İşte İYİ Parti olarak bizim buna itirazımız var. Şimdi bakın buna güzel bir örnek vereceğim. Aile ve Çalışma Bakanı 2 yılda 674,5 milyar lira emekli maaşı ödedi. Eliniz mecbur be. Sanki hayır yapmışlar. Bu millet 1 cente muhtaçken bile emekli maaşını ödedi. Siz ne kadar zamandır insanımızdan bu kar uzaksınız? Utanır insan bunu söylemeye. Bu büyük millet yutkunmayı değil konuşmayı, yokluğu değil mutluluğu hak ediyor. Bir yanda faizlerdeki, kurdaki artışlar, gün yüzü görmeyen esnafımız, KOBİ'lerimiz, sanayicilerimiz var.

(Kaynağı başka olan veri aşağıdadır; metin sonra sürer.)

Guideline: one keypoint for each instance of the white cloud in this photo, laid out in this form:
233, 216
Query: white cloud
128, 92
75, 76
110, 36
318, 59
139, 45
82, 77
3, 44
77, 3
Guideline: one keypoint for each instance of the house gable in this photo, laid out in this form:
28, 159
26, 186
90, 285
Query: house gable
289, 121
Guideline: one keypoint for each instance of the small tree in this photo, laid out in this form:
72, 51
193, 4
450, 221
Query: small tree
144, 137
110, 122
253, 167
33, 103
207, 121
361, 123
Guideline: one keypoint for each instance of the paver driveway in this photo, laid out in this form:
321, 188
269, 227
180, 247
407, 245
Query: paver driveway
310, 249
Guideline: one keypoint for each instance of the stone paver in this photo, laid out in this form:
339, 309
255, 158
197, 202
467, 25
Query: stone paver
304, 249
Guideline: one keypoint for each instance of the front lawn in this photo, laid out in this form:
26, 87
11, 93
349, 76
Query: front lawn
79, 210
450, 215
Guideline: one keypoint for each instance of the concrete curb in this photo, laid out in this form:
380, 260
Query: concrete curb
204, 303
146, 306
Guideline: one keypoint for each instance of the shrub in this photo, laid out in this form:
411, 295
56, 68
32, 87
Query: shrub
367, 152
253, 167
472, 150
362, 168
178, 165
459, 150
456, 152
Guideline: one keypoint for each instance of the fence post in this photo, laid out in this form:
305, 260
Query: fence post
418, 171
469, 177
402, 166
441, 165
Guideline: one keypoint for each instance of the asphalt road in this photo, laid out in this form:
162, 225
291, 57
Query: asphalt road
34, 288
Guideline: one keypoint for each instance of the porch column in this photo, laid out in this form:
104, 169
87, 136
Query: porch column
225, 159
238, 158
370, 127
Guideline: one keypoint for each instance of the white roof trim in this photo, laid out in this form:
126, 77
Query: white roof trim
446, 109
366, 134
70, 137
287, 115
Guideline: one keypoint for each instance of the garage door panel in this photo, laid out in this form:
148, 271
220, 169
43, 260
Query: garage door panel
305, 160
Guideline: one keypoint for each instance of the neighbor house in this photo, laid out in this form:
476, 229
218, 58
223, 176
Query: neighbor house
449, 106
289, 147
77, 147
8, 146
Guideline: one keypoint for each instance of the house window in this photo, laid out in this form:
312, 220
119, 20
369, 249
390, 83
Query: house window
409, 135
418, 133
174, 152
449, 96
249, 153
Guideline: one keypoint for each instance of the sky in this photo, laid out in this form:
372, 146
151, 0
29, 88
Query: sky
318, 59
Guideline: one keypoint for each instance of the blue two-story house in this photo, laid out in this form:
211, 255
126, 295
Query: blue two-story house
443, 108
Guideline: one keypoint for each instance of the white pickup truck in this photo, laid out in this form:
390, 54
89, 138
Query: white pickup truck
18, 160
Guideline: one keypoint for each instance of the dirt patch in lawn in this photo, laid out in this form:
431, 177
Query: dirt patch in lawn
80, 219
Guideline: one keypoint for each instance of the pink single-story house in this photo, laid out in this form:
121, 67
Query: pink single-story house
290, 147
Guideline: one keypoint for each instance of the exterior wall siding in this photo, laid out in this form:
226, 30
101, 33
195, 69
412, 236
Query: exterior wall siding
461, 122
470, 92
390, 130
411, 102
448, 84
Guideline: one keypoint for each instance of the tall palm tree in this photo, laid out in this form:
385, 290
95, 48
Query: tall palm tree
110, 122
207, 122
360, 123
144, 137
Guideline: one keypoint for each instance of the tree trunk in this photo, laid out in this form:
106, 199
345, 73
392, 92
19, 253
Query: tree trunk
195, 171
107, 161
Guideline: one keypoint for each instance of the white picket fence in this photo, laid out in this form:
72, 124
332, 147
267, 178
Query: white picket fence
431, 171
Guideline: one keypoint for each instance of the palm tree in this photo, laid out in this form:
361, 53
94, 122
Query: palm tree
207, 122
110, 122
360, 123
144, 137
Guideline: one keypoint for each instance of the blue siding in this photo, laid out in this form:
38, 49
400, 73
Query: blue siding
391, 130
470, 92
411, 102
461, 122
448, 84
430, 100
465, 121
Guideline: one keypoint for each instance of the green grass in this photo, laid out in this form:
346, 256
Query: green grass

Diğer yandan tıkır tıkır dolarla parasını alan yandaşlar var. Bizim kürsümüz KOBİ'lerimize milletimize, sanayicilerimize açık. Ülkemizde 3 milyon 200 bin KOBİ var. İstihdamın 3’te 2’sini yaratıyorlar."
"BU MİLLET NE VARLIĞA SEVİNİR NE YOKLUĞA YERİNİR"
"Bunları niye not alıyoruz biliyor musunuz? İYİ Parti’nin yol haritasını çizmek için not alıyoruz. Anlaşıldı ki bunların yapmayacak. Biz geleceğiz, biz yapacağız. KOBİ demek üretim demekti, istihdam demektir. Ama bakıyoruz her işletme bir işçi alacak işsizlik yalan olacak lafı da tutmadı. Bu kapandan yatırımla kurtulacağız. Bu yatırımı KOBİ’ler ya kendi öz sermayesiyle ya da krediyle yapacak. KOBİ’lerin kredi borcundaki artış 3 ayda yüzde 18 arttı. Dövizdeki artışla KOBİ’lerin borcu 17 milyar lira artı. Bu parayla siftahsız dükkan kapatan esnafımıza 17’şer bin lira destek sağlanabilirdi.
Bir iş yerinde sordum. İçerde 20 bin liralık mal kalmış. Bu kardeşimizin banka borcu ise 90 bin lira. Vergisini SGK’sını bile ödeyememiş. Kapatacak mısınız diye sordum. “3 aile buradan ekmek yiyor. Dayanabileceğimiz kadar dayanacağız” dedi. Türk milleti darda kalana koşar, kimseyi aç ve açıkta bırakmaz. Bu millet ne varlığa sevinir ne yokluğa yerinir, mayasını alnının teri ile yoğurur. Bizim ticaret erbabımızı ihale muslukları kapanınca veryansın edenlerle bir tutmayınız. “Devletin malı deniz, yemeyen domuz” demez. Siz bu vicdana hiç sahip olmadınız. Bir zamanlar dünyanın her yerine çatır çatır mal satan KOBİ’lerimiz dünya ile rekabet edemez hale geldi."
"Sayın Erdoğan, bir zamanlar dağ gibi senin arkanda duran o vicdan, artık sen o yandaş kanallarında konuşurken usulca o kanalları değiştiriyor. Biz bunları söyleyince havuz medyasındakiler siz olsaydınız ne yapardınız diye soruyor. Bizi başkalarıyla karıştırmayın. Biz, eleştirilerimizle birlikte çözüm önerilerimizi de söyleriz. Mesela esnafımızı esnafımızı zorlayan, elektrik faturası, stopajı düşürürdük. Devlet bugünler için vardır. Türkiye’nin bunları yapacak gücü var, yer ki rant çeşmesinin suyu kesilsin. İktidar gereğini şimdi yapmazsa İYİ Parti iktidarı ilk seçimden sonra gereğini yapacak. İYİ Parti iktidarında bezirgan saltanatı bitecek. Zenginlik asıl sahibinin yani milleti olacak. Partili Cumhurbaşkanlığı sisteminin bu millet için artık vereceği bir şeyi yok. Asalakların musluğu kesilecek, millet mutlu olacak. Atatürk, o en karanlık günlerde Başarı, başaracağız diyenindir. Bu yüzden diyorum ki başaracağız. İlçe teşkilatlarımız, medya sizinse meydan bizimdir demiş. Eminim Ramazan Başkanım konuşurken TRT yayını kesmiştir. Burası sizindir, biz vekiliz. Benim sözümü kes ama Ramazan başkanınkini kesme, bu kürsünün sahibi millet. Kadıköy’e, Beişktaş’a, Bursa’daki arkadaşlarımıza selam olsun. Bu kutlu yolda yolunuz açık olsun."